Any way to replay from broken task instead of playing from start?

bpabla50 · June 2, 2025, 8:10pm

Can someone please suggest on these two sub topics:

Suppose I have workflow like it installed in workflow/runname
A =>B =>C =>D1 =>D2 =>D3 , where D1-3 are the 3 instances of task D.

In order to play : cylc play workflow/runname , which runs all tasks.
Suppose task D2 failed. I fixed it, and I want to start from broken point..
What will be the syntax of “cylc play” say starting from task D2?

“cylc install” assumes that previous workflow/runname should not exist. I have to clean this directory, before I issue “cylc install”. Is there any way to force cylc install to overwrite previous workflow directory? If not, do we have “cylc clean” type of command to clean the previous workflow directory instead of “rm -rf”.

hilary.j.oliver · June 2, 2025, 10:15pm

cylc play naturally restarts from wherever the workflow got to previously, but if there’s a failed task present you have tell the scheduler what to do about that. Either:

manually retrigger the failed task after fixing it (cylc trigger)
or carry on as if it succeeded, by manually setting outputs (cylc set).

The procedure is the same even if the workflow was stopped or killed: it will revive in the same state, with the failed task still present.

To be explicit, if D2 fails due to a fixable bug in it:

fix the bug (and install the fix with cylc reinstall, if it is in a workflow source file)
retrigger the failed task - it should now succeed so the flow can continue

(Note if the bug is in the flow.cylc rather than a script, and you’re intervening in a running workflow rather than restarting a stopped one, you also need to do cylc reload to tell the running scheduler to update it’s configuration from the altered flow.cylc.)

Note also we have shortcut commands for these processes:

cylc vip - validate, install, play
- (run from scratch)
cylc vr - validate, reinstall, reload or play
- (update a running workflow after changing the source directory)

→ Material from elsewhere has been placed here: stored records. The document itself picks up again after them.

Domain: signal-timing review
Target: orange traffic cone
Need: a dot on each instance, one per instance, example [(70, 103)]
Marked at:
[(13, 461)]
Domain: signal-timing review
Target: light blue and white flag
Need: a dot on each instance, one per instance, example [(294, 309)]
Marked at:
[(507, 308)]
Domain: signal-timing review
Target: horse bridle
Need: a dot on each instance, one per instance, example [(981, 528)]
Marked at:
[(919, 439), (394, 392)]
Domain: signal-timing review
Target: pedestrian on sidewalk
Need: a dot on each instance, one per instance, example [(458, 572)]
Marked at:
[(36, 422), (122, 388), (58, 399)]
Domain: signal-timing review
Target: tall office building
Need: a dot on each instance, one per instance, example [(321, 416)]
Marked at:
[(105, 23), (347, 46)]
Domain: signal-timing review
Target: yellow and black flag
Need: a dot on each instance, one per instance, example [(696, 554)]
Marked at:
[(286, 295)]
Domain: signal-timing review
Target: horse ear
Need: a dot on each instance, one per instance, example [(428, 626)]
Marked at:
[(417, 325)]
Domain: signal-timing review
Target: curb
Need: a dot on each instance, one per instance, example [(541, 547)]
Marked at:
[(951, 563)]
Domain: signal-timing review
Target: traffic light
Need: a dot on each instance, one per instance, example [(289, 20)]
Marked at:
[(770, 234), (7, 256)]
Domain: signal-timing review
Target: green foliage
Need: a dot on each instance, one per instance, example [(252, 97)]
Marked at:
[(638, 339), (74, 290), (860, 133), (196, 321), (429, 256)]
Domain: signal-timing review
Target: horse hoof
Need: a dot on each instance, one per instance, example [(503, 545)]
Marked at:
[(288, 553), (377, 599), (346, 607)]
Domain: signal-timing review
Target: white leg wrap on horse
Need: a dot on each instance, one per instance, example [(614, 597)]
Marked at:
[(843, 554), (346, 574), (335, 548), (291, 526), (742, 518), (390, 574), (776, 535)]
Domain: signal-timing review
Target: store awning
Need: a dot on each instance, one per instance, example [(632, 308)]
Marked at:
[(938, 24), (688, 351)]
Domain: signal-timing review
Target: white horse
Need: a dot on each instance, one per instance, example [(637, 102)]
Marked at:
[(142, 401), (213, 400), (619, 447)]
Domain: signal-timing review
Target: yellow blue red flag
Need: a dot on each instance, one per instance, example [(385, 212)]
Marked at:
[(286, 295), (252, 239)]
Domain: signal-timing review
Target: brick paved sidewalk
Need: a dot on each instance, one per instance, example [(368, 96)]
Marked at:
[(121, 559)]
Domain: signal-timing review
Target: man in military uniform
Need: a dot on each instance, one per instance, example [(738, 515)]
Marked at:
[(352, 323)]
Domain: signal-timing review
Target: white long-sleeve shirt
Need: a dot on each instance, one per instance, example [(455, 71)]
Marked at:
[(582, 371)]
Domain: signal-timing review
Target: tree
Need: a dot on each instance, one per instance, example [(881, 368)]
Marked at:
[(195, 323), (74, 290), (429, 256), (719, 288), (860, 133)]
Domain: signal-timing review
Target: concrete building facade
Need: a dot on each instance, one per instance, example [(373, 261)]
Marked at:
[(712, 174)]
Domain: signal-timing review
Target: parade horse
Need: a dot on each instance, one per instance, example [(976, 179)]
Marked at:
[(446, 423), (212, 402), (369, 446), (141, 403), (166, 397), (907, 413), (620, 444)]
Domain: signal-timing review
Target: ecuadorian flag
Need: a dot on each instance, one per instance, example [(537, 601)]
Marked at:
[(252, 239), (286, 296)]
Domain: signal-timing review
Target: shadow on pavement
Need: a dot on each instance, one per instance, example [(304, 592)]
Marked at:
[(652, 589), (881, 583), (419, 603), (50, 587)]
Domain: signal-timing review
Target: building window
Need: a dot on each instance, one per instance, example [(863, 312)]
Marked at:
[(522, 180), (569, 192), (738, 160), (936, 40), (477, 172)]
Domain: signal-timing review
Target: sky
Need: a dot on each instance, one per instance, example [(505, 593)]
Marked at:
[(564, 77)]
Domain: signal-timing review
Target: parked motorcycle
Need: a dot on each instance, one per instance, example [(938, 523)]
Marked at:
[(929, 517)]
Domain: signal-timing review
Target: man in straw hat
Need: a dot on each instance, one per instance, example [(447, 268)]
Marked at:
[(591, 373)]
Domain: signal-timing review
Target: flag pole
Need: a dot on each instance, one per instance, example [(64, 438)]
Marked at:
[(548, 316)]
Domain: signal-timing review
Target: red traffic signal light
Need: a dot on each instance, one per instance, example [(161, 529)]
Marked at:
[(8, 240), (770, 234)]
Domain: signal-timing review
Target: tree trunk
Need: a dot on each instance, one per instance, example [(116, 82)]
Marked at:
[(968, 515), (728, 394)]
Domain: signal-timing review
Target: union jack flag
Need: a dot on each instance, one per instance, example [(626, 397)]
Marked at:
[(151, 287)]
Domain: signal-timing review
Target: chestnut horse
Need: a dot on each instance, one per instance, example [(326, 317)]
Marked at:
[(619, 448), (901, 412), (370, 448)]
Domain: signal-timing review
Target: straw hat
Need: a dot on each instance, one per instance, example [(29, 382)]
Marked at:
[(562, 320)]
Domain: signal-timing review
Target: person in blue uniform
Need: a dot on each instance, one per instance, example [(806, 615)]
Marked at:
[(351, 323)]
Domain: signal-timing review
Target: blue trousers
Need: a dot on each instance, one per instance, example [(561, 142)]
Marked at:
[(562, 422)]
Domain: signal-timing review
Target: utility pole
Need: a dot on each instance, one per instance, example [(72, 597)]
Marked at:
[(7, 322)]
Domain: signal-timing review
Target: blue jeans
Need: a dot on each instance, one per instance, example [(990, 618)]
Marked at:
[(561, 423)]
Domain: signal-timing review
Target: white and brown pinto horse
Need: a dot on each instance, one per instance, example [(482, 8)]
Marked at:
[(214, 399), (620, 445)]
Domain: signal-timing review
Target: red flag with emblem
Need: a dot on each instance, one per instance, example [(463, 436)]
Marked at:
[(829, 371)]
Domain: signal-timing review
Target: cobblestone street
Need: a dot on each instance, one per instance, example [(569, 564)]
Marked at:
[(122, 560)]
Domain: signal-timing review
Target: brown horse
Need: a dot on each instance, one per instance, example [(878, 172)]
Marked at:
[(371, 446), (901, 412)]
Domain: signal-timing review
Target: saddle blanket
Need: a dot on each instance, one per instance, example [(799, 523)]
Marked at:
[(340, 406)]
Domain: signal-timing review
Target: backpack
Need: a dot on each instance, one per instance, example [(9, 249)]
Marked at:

hilary.j.oliver · June 2, 2025, 10:29pm

It sounds like you are using an explicit run name (e.g. cylc install --run-name=blah). If so, to rerun your workflow from scratch you must either:

install to a new run name, for the new run
or clean out the old run directory, to reuse the old run name

It’s a bit easier to use the default numbered runs instead of run names. Then you can install new runs as you like and it will automatically increment the run number.

Either way (run names or numbers) previous runs still exist (and you can even continue running them) until you clean them up.

If not, do we have “cylc clean” type of command to clean the previous workflow directory instead of “rm -rf”.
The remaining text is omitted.